Zarah e il professore sorrisero.

«Sì, puoi» rispose Irene. «Se non è troppo tardi».

«No, abbiamo tempo» replicò il professore. Per non rischiare di perdere l’amuleto Niky se lo tolse dal collo e lo mise nello zaino.

«Ti tengo lo zaino?» le chiese Lucy Amstrong.

«No, grazie» rispose lei seccata. «Me lo tiene la mamma».

Uno dei ragazzi fece accovacciare il dromedario e Niky salì. L’animale si alzò facendola ondeggiare pericolosamente da una parte all’altra.

«No paura. Lui buono» disse il ragazzo e lei si tranquillizzò.

Il ragazzo non lasciò nemmeno un attimo la corda con cui teneva il cammello. Lo condusse avanti e indietro per tre o quattro volte, poi si fermò.

«Finito».

«Tutto qui?» esclamò Niky.

«Finito» ripeté il ragazzo e fece accovacciare il dromedario.

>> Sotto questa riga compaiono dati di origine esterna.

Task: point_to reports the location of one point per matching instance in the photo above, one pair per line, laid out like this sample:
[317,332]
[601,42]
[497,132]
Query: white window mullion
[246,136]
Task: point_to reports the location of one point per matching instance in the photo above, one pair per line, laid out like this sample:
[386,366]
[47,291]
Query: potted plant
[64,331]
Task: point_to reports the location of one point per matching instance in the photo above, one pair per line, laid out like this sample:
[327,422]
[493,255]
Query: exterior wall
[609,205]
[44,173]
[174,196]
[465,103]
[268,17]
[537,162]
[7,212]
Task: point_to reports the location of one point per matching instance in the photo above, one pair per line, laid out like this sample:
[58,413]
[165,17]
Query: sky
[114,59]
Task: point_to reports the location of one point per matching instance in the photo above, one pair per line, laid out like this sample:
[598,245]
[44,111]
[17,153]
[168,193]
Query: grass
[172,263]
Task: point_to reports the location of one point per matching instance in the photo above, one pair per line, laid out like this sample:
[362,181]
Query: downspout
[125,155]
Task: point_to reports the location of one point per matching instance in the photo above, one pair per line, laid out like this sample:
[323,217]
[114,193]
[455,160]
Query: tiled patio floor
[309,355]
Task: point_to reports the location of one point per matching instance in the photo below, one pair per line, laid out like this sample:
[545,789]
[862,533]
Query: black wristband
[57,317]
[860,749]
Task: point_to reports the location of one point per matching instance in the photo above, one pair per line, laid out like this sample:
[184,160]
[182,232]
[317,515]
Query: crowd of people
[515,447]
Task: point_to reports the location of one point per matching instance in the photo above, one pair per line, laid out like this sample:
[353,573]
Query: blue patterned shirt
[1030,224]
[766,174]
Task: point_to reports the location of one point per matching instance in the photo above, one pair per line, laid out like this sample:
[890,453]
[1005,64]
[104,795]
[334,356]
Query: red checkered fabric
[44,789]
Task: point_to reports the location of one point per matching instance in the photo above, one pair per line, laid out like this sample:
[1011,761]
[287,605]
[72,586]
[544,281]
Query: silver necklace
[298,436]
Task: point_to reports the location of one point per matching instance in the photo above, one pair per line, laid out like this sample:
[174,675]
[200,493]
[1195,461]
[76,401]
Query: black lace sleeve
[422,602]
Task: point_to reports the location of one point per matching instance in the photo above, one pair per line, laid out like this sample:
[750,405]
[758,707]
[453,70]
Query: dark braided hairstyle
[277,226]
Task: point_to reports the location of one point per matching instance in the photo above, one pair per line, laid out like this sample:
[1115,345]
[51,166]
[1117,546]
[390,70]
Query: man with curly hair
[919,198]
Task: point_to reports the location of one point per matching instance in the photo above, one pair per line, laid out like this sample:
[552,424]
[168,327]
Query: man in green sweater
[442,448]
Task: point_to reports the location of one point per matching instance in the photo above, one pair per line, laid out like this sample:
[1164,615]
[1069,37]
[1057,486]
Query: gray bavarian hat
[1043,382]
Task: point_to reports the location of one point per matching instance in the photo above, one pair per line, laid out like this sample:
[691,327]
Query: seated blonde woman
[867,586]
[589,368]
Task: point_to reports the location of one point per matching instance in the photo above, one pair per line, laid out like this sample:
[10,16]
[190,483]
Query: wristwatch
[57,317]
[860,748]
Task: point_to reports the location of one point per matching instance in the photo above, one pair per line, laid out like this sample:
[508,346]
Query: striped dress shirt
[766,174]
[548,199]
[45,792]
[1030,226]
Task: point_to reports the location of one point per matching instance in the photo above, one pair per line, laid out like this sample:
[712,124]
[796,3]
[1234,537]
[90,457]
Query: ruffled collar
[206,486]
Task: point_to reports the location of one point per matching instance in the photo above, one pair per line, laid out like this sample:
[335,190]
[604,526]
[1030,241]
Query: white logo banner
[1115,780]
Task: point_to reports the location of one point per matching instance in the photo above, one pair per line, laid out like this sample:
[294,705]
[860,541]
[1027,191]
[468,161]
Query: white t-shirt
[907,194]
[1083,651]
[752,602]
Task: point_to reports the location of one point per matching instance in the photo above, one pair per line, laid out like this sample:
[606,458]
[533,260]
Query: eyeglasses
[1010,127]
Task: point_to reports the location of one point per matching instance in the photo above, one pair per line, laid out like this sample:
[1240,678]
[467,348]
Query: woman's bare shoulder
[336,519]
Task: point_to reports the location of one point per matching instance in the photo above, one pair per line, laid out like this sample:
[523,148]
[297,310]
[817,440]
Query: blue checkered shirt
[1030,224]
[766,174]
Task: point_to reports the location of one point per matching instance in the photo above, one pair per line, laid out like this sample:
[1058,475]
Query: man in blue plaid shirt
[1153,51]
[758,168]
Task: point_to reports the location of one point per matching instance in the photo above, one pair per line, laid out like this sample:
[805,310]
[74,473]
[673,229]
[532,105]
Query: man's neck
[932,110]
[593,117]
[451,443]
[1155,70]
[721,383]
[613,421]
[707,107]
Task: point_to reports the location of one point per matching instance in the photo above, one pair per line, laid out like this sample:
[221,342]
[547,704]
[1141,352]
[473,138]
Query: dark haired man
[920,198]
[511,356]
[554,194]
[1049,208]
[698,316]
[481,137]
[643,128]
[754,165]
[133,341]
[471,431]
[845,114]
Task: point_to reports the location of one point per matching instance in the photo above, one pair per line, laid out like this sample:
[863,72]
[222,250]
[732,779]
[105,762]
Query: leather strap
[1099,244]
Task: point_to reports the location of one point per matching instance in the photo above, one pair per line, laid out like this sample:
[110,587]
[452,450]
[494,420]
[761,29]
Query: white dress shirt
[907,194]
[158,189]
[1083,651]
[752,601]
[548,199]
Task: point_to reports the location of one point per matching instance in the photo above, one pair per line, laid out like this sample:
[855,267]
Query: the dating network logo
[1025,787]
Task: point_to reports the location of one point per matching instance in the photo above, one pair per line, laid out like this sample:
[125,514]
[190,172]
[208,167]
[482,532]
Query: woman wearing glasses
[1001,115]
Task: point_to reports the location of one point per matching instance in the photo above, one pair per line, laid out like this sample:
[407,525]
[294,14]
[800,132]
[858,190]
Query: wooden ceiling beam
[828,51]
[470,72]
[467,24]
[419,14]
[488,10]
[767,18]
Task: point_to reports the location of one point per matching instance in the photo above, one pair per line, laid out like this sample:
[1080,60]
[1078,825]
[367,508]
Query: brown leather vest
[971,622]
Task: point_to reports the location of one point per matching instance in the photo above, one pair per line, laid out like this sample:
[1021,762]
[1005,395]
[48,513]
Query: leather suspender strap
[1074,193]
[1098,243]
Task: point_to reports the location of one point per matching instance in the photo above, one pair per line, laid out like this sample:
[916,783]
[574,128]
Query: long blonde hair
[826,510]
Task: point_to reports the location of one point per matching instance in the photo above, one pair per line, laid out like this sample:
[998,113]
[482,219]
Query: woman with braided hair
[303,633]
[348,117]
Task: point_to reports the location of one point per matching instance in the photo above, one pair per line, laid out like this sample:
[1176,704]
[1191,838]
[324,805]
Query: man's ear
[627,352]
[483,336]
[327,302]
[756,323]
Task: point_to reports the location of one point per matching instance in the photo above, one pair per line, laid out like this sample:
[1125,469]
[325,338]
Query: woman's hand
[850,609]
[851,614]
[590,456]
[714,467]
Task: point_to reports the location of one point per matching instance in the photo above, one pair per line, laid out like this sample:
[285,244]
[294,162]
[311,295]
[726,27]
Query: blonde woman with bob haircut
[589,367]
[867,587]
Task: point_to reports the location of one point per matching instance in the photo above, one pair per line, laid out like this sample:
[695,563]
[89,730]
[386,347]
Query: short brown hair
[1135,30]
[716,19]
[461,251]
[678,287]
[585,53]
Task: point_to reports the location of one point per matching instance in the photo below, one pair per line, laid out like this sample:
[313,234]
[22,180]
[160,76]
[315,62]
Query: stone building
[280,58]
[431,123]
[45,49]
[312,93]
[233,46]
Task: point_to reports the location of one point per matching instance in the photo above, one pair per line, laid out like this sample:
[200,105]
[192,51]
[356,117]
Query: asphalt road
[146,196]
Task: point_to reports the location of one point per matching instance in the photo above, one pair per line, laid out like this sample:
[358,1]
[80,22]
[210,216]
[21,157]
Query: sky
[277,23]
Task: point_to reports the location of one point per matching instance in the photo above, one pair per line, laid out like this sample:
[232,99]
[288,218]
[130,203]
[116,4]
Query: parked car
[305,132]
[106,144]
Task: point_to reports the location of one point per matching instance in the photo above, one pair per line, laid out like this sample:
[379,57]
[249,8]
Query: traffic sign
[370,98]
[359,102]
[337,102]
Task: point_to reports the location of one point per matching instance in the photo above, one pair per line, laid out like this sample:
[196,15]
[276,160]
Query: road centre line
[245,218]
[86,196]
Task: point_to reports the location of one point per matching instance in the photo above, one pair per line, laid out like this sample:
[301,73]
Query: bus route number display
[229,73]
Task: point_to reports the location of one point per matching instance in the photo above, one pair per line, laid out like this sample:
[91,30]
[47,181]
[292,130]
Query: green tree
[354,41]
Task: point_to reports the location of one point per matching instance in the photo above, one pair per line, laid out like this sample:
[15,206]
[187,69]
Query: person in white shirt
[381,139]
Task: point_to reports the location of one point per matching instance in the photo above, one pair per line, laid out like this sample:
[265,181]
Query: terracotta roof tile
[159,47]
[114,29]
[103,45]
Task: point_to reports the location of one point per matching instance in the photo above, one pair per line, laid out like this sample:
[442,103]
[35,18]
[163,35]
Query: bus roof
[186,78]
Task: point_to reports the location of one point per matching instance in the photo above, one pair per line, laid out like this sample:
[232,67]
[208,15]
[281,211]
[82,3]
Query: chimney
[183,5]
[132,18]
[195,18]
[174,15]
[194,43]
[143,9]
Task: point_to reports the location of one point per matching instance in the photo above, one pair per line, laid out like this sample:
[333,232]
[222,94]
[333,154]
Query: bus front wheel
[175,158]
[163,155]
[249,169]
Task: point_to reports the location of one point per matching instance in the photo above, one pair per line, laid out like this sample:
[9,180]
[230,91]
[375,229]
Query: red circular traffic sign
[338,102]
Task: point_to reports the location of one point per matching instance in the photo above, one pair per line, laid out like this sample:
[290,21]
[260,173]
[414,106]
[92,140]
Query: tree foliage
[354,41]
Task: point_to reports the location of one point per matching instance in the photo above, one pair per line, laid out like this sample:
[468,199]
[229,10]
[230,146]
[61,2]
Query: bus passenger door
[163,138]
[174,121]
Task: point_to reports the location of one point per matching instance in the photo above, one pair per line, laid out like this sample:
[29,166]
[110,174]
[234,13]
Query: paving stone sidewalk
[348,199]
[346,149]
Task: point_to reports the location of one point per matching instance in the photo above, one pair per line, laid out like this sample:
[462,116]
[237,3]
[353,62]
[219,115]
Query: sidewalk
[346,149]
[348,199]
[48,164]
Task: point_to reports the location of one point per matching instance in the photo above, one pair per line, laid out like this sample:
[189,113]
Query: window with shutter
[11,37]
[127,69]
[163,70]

Niky non era molto soddisfatta del giretto. Aveva creduto che la accompagnassero nel deserto. Si sarebbe unita a una carovana nomade e dopo un lungo, lento viaggio sotto il sole cocente avrebbero finalmente avvistato un’oasi. Si sarebbero fermati ad abbeverare i dromedari e lei avrebbe bevuto il tè in una tenda beduina. Ma poi pensò che forse aveva fantasticato troppo, così scese e tanto per usare l’unica parola araba che conosceva disse «Shukran».

«Maasalama» rispose il ragazzo.

Niky immaginò volesse dire arrivederci e fu contenta di aver imparato una nuova parola.

Improvvisamente, ricordò di aver sentito molte volte habibi. Ma quando Karim le disse che significava tesoro mio, amore mio e cose del genere, prima arrossì, poi si arrabbiò. Nessuno poteva chiamarla tesoro o addirittura amore, senza il suo permesso, e quindi decise che quella parola se la sarebbe senz’altro ricordata.